TIMELINE: Collecting plants and trees for Calderstones

  • Calderstones Mansion House was built in 1828 as the family home of Joseph Need Walker, a successful lead shot manufacturer. The house and gardens were designed to signal the status of the Walker family and showcase their wealth and fashionable taste.
  • We can trace the popularity of landscape gardening and exotic flora back a century and more before Joseph’s birth in 1790; as soon as European ships began to travel further afield and land in new countries, seeds and plants had been brought back to Britain. But during the 18th and 19th century botany and plant collecting became popular pursuits of the British upper classes.
  • When Joseph Need Walker’s son Henry put Calderstones Mansion up for sale in 1872, the grounds featured almost as prominently in the description as the house. Joseph had built up an impressive collection of specimen trees and shrubs and employed a talented gardener, Alexander Morton, to nurture the exotic fruits and flowers.
  • The Mansion House was bought in 1875 by Charles MacIver, a Liverpool shipping magnate who, with his partner Samuel Cunard, established the British and North American Royal Steam Packet Company, later known as the Cunard line. The MacIver family were to continue plant collecting, with perhaps even more enthusiasm, adding many of the trees that shape Calderstones landscape today.
  • The Calderstones estate was sold to the Liverpool Corporation in 1902. During the First and Second World Wars the park land was used to grow crops and help feed Britain's population.
  • In 1951 Calderstones Park housed Liverpool Botanic Garden, and its collection of rare plants and trees from around the world was enlarged by additions from private and professional plant collectors from Kew, Cambridge, Edinburgh and Glasgow Botanic Gardens.

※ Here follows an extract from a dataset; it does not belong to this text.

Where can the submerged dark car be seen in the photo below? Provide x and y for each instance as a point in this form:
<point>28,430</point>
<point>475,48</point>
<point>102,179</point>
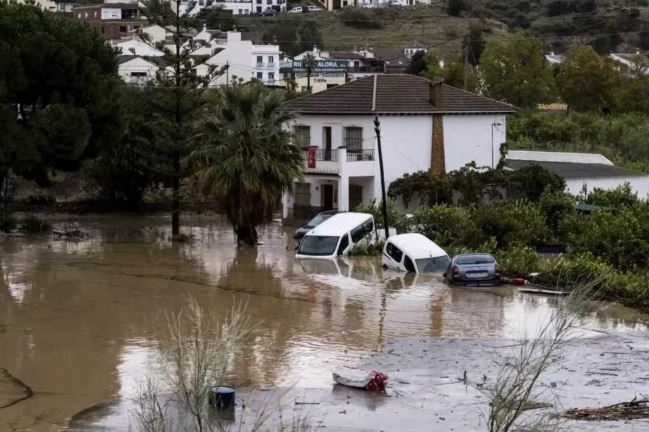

(Extract: The Reader’s Around the World with the Trees of Calderstones Park heritage anthology)

The ‘Plants and Trees Around the World’ map is free and available across the Calderstones Park Mansion House site and in The Reader Bookshop.

Copies of ‘Around the World with the Trees of Calderstones Park’ book cost £3 or pay what you can and are available at the Welcome Desk at The Mansion House and in The Reader Bookshop, Calderstones Park, Liverpool.